Crônica da Cidade

>> (cartas: SIG, Quadra 2, Lote 340 / CEP 70.610-901)

O coração tropical congelado

“Fiz ranger as folhas de jornal / Abrindo-lhes as pálpebras piscantes. / E logo / De cada fronteira distante/ Subiu um cheiro de pólvora / Perseguindo-me até em casa. / Nestes últimos vinte anos / Nada de novo há / No rugir das tempestades / Não estamos alegres, / É certo, / Mas também por que razão / Haveríamos de ficar tristes? / O mar da história / É agitado. / As ameaças / E as guerras / Havemos de atravessá-las. / Rompê-las ao meio, / Cortando-as / Como uma quilha corta / As ondas.”
Corro o risco de cometer “autoplágio”, pois provavelmente já comecei outra crônica com o mesmo poema de Maiakovski ou citei algum trecho. Mas meu coração tropical está como na canção de Aldir Blanc e João Bosco: coberto de neve. São mais de 500 mil vidas perdidas para uma doença cujas primeiras vacinas foram desenvolvidas há meses, pelo menos duas delas com ofertas de compras negadas pelo governo federal.
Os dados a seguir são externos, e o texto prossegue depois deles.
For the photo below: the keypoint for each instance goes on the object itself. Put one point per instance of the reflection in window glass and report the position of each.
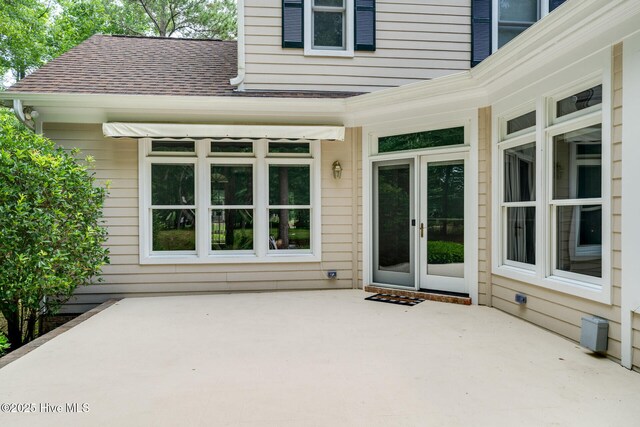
(577, 157)
(289, 185)
(579, 101)
(173, 230)
(173, 146)
(289, 147)
(521, 234)
(522, 122)
(579, 239)
(328, 24)
(520, 173)
(231, 229)
(428, 139)
(172, 184)
(289, 229)
(231, 147)
(445, 219)
(394, 210)
(231, 185)
(515, 16)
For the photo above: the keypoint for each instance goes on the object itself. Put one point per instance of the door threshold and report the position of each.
(427, 294)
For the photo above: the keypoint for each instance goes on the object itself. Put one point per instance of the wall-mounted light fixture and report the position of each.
(337, 170)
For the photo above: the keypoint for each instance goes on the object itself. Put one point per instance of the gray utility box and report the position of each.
(594, 333)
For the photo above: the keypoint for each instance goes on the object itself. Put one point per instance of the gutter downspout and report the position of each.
(18, 110)
(239, 79)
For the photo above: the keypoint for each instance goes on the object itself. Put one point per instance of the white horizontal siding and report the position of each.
(415, 41)
(116, 161)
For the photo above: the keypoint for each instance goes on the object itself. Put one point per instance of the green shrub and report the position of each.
(439, 252)
(4, 344)
(51, 231)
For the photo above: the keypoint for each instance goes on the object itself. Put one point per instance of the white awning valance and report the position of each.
(171, 130)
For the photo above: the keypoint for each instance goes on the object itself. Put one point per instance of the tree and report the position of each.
(33, 32)
(186, 18)
(51, 234)
(23, 36)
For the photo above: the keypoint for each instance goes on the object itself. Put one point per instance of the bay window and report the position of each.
(552, 191)
(229, 200)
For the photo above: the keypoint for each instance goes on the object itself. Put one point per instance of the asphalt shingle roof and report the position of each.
(129, 65)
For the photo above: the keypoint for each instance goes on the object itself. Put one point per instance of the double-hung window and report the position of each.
(515, 16)
(229, 200)
(518, 193)
(494, 23)
(328, 23)
(329, 27)
(552, 191)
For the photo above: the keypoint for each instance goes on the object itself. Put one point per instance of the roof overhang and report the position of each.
(159, 130)
(579, 29)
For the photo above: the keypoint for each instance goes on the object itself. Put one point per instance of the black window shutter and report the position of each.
(554, 3)
(365, 25)
(480, 30)
(292, 23)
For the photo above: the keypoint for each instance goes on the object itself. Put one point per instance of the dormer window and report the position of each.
(329, 27)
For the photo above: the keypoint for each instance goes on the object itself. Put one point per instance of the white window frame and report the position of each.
(543, 10)
(508, 141)
(203, 158)
(595, 70)
(348, 28)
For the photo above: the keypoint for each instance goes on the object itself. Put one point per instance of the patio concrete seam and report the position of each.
(29, 347)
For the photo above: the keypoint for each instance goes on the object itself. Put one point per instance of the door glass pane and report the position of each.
(394, 209)
(521, 234)
(577, 160)
(520, 173)
(579, 239)
(445, 219)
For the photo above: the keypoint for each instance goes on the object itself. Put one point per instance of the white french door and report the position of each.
(420, 211)
(443, 195)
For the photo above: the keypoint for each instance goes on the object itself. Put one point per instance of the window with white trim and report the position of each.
(328, 24)
(551, 177)
(226, 200)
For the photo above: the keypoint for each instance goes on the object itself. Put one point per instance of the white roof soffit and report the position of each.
(162, 130)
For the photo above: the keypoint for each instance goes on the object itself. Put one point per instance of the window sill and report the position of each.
(590, 291)
(329, 52)
(229, 259)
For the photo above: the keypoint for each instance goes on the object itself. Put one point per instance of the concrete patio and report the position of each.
(325, 358)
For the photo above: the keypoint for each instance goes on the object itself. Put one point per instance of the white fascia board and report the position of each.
(581, 28)
(160, 130)
(91, 108)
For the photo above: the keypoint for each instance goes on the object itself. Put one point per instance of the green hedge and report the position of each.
(439, 252)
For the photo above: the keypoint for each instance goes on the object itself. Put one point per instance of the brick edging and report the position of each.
(29, 347)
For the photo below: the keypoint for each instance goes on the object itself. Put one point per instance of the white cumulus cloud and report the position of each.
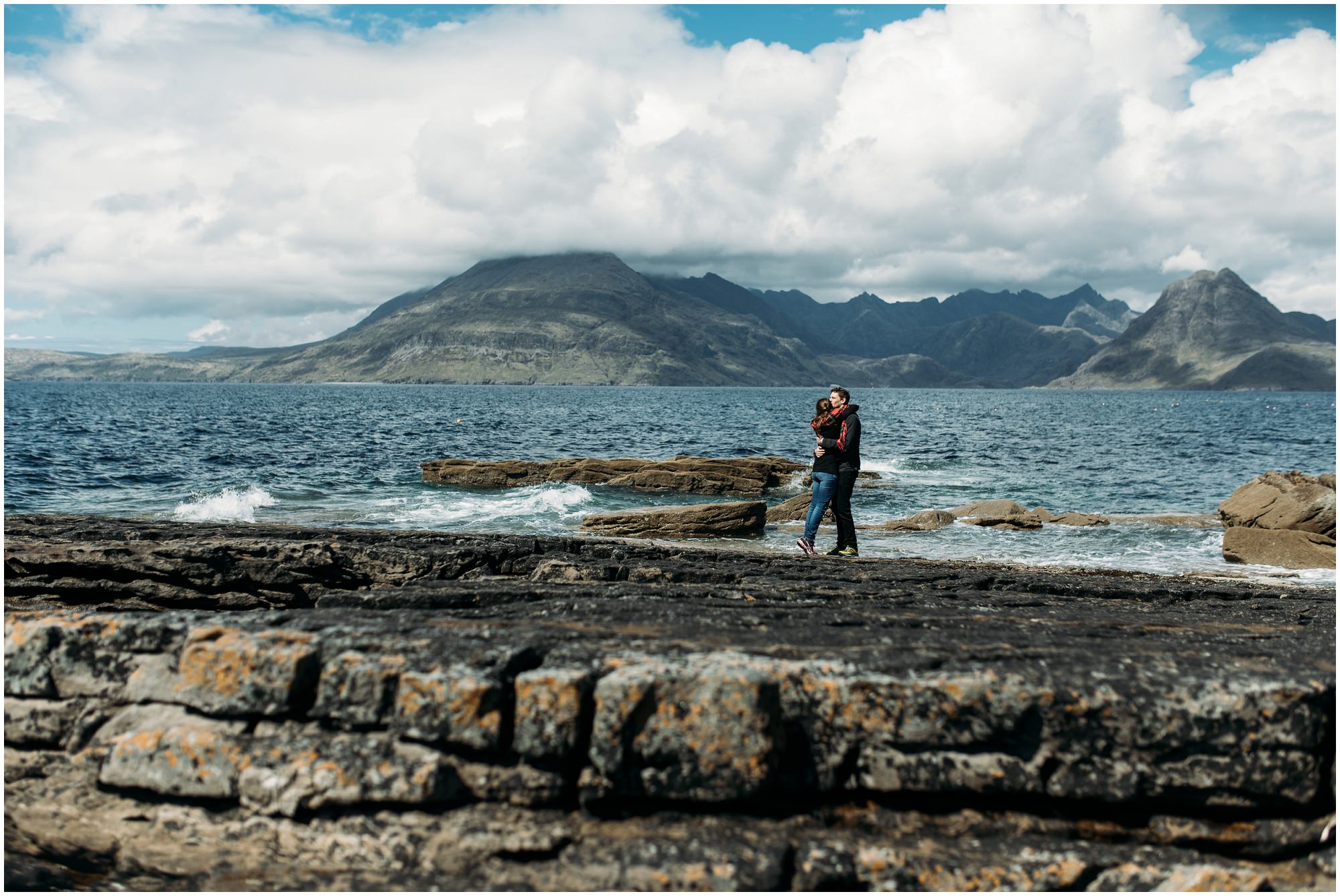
(1188, 259)
(214, 161)
(211, 333)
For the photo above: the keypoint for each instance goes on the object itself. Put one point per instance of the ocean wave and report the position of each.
(227, 506)
(527, 504)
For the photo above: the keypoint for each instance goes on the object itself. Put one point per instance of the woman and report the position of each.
(827, 424)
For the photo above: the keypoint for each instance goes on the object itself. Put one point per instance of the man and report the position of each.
(849, 465)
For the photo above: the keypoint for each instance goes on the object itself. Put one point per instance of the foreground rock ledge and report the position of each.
(409, 711)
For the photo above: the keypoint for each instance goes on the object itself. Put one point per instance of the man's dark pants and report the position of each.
(842, 507)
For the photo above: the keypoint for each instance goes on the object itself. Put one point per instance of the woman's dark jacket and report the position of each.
(831, 429)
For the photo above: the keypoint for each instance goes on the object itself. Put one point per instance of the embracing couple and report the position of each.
(837, 463)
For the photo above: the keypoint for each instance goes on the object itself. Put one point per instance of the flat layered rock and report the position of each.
(795, 510)
(1288, 548)
(518, 712)
(924, 522)
(1284, 502)
(731, 520)
(748, 476)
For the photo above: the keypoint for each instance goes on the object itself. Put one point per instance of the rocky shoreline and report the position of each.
(257, 708)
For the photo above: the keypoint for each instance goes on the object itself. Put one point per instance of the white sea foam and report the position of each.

Perdemos amigos, colegas de trabalho, pais, mães, avós, tios, primos. “E daí?”, diriam alguns. Uma pandemia é, enfim, uma guerra. Mas desconsiderar a dor da perda de cada um é simplesmente crueldade. E, por isso, os versos de Maikovski e a canção que o acompanham na versão de João Bosco cortam o coração como uma quilha às ondas. É perder os batimentos por alguns segundos de tanta amargura. O luto é nacional.
As experiências mundo afora mostram a dificuldade de se combater a doença, mas também comprovam a diferença que fazem as palavras e os mínimos gestos de empatia e de solidariedade. Quando não é a morte que assombra os brasileiros, é a perspectiva de uma vida ainda mais dura e envolta de violências e de pobreza.
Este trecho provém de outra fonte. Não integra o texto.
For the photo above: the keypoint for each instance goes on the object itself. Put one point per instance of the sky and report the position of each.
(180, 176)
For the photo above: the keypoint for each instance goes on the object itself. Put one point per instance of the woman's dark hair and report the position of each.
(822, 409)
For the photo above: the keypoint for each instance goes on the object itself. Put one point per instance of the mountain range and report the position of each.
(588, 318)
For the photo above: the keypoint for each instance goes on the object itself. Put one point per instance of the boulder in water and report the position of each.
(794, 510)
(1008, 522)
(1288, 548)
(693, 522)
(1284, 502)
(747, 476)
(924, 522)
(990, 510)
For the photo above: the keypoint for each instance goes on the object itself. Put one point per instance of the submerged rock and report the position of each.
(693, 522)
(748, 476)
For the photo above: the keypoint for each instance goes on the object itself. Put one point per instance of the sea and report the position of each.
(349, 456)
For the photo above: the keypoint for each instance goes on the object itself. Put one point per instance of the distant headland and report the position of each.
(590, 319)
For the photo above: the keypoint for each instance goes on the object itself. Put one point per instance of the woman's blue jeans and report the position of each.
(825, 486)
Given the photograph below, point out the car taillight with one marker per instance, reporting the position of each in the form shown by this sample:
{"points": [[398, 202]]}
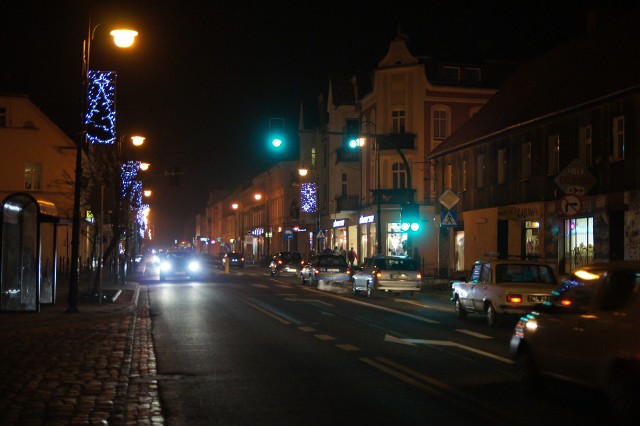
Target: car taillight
{"points": [[514, 298]]}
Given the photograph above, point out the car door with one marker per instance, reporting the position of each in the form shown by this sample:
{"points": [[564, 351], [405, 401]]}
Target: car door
{"points": [[480, 289]]}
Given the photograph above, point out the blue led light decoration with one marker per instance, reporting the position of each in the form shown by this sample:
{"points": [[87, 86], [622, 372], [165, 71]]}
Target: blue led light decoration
{"points": [[100, 118], [308, 197]]}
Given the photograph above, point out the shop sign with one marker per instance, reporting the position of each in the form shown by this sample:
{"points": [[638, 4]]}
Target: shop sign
{"points": [[339, 223], [367, 219]]}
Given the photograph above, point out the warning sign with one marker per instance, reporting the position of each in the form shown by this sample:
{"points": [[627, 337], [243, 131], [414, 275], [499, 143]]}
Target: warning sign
{"points": [[448, 218]]}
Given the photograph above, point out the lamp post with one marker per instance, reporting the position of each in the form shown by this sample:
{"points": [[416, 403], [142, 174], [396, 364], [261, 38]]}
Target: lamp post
{"points": [[267, 231], [303, 172], [122, 38], [237, 228], [125, 179]]}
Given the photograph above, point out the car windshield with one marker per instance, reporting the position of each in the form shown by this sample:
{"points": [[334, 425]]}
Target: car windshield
{"points": [[331, 261], [522, 272], [396, 264]]}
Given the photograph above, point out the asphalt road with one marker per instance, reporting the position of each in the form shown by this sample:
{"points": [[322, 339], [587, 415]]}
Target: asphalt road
{"points": [[245, 348]]}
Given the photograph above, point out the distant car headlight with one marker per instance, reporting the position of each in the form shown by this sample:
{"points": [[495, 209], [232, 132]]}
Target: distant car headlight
{"points": [[194, 266]]}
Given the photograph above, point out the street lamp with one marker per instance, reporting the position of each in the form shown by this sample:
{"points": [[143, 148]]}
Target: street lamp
{"points": [[122, 38], [309, 198], [267, 231]]}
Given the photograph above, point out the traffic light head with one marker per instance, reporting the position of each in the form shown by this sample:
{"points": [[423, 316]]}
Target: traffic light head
{"points": [[276, 132], [352, 133], [410, 217]]}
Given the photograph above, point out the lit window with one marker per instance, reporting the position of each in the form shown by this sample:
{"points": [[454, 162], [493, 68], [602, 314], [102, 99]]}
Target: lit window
{"points": [[553, 146], [617, 148], [480, 171], [586, 147], [502, 165], [440, 123], [525, 161], [398, 121], [399, 176], [32, 176]]}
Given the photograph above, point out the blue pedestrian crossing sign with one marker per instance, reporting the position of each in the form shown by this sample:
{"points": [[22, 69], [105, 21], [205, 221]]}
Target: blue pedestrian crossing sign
{"points": [[448, 218]]}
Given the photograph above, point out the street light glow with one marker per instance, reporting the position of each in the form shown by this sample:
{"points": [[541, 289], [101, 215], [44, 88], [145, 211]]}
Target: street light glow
{"points": [[123, 38]]}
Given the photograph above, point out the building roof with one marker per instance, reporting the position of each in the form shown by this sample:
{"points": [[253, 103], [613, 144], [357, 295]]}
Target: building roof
{"points": [[598, 64]]}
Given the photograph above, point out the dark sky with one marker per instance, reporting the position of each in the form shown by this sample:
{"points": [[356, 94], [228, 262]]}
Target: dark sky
{"points": [[205, 76]]}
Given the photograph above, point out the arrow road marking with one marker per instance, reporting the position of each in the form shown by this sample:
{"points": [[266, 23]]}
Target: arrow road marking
{"points": [[414, 342]]}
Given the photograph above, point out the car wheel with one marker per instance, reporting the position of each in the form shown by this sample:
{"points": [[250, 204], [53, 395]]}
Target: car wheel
{"points": [[369, 289], [624, 400], [460, 312], [492, 315], [527, 373]]}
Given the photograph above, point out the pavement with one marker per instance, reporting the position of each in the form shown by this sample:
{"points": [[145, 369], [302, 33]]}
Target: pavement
{"points": [[95, 366]]}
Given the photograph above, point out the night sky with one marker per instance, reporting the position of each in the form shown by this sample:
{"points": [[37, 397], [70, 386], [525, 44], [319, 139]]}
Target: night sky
{"points": [[205, 76]]}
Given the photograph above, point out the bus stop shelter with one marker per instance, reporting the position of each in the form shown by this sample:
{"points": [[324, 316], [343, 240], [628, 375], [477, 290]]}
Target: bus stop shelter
{"points": [[28, 253]]}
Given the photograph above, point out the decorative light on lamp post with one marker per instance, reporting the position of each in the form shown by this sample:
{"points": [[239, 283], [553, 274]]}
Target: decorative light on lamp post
{"points": [[74, 277]]}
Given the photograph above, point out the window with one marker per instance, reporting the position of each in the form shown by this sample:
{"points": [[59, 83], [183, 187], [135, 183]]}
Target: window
{"points": [[586, 151], [525, 161], [440, 123], [473, 75], [399, 176], [502, 165], [553, 146], [32, 175], [398, 121], [463, 186], [480, 171], [448, 180], [617, 148], [451, 74], [344, 184]]}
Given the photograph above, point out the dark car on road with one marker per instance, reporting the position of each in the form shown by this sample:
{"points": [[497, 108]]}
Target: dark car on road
{"points": [[234, 259], [588, 334], [329, 268], [286, 262], [180, 265]]}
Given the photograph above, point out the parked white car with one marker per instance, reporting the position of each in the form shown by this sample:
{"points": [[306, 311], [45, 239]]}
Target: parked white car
{"points": [[387, 273], [503, 287]]}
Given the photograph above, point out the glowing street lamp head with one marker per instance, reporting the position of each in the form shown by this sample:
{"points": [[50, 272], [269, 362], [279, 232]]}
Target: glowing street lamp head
{"points": [[137, 140], [123, 38]]}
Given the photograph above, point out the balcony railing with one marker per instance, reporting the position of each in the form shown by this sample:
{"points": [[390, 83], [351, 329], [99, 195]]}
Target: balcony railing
{"points": [[347, 203]]}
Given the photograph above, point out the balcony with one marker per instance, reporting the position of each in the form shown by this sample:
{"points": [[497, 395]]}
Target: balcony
{"points": [[393, 196], [347, 203], [397, 140]]}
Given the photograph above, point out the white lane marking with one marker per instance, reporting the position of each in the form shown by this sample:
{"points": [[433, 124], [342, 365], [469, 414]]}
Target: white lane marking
{"points": [[473, 333], [297, 299], [348, 347], [413, 342], [324, 337]]}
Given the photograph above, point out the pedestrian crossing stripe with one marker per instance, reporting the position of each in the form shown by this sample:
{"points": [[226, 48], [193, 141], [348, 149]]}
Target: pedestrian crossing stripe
{"points": [[448, 220]]}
Resistir é o que resta, mesmo quando as forças se esvaem. Entregar-nos ao “tanto faz” ou à sensação de que não faremos a diferença é tão arriscado quanto se atirar ao mar aberto sem colete salva-vidas ou entrar em aglomerações sem usar máscara em plena pandemia de doença transmitida pelas vias aéreas. Sim, há risco mesmo em cada palavra, cada desistência, cada amanhecer sem propósito.
Por isso, a força agora é para tentar manter o prumo e unir esforços por um amanhã que transcenda toda a política e as más intenções. “Mesmo que eu mande em garrafas / Mensagens por todo o mar / Meu coração tropical partirá esse gelo e irá / Com as garrafas de náufragos / E as rosas partindo o ar.”